B.2.5. “Mining Bibliography Citations Data”

advertisement

Mining Bibliography Citations Data

*

D.A. Dervos 1 , N. Karapatsas 2

1 Dept. of Information Technology, Alexander Technology Educational Institute (ATEI),

Thessaloniki, Greece

Tel: +30 2310791295, Fax: +30 2310791290, E-mail: dad@it.teithe.gr

2 Dept. of Applied Informatics, University of Macedonia, Thessaloniki, Greece

Tel: +30 2310891844, Fax: +30 2310891800, E-mail: mai0640@uom.gr

In this paper we report on a research exercise whereby a data mining technique (affinity analysis) is applied to bibliography citations involving author-supplied and automatically generated keywords. The exercise aims at devising a strategy that combines semantic and pragmatic retrieval in a bibliography citations database.

As a testbed, six years of Science Citation Index Expanded (SCIE) citations data are utilized (1999-2005). The dataset has been made available by Thomson Scientific

(http://scientific.thomson.com/) to be used along the lines of the Cascading Citations

Analysis Project (C-CAP, http://www.ccapnet.org).

1. Introduction

Bibliography data relate to published items (e.g. research articles), the references cited by each one item (i.e. the bibliography resources used), and the citations received, namely: the identification of all published items that include the given item in their cited references lists. In this respect, citations data are seen to populate a citations graph whereby nodes represent the published items and directed edges represent bibliography references. The latter originate from the citing item and target the cited reference item. Citations data are usually utilized for ranking the impact of published items, as well as that of the hosting journals; the larger the number of citations received, the higher is the impact of the published item.

Another, equally if not more important, use of citations data is in implementing certain bibliography search strategies: researchers forward- and backward- chain along the citation links in order to track relevant publications in bibliography.

Content relevance comprises also the sought objective when it comes to assigning keyword descriptors to each one published item. Research article indexing today comprises an issue of utmost importance when one considers: (a) the internet based scholarly communication environment, (b) the open access movement, and

(c) the globalization in academia and research. Such developments signal the crucial importance of the accessibility factor for published works, best described by one simple rule: ‘ if a digital object is not indexed properly it cannot be retrieved; if not retrieved, it does not exist

’.

* This work is co-funded by the Research Committees of the Alexander Technology Educational

Institute (ATEI), and the University of Macedonia, Thessaloniki, Greece.
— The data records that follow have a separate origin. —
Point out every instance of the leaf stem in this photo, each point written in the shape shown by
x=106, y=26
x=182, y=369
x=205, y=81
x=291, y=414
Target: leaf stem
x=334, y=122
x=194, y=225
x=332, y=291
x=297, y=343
Traditionally, keyword- and descriptor- based retrieval together comprise the dominant mode of commercial bibliographic database searching today. Keywords and descriptors are entered either by the authors themselves, by professional indexers, or they are machine-generated by considering selected sections of the scientific article’s textual content (e.g. title, abstract, referenced articles, etc.). Still, it was as early as in 1961 when Dr. Eugene Garfield, the inventor of the citation index, first thought critically about the possibility of using an article’s cited references as index terms, rather than using machines to automatically assign traditional subject descriptors (ISI, 1999). Later, M.L. Pao compared and contrasted the two searching modes, referring to the former by the name of semantic retrieval and to the latter by the name of pragmatic retrieval (Pao, 1993).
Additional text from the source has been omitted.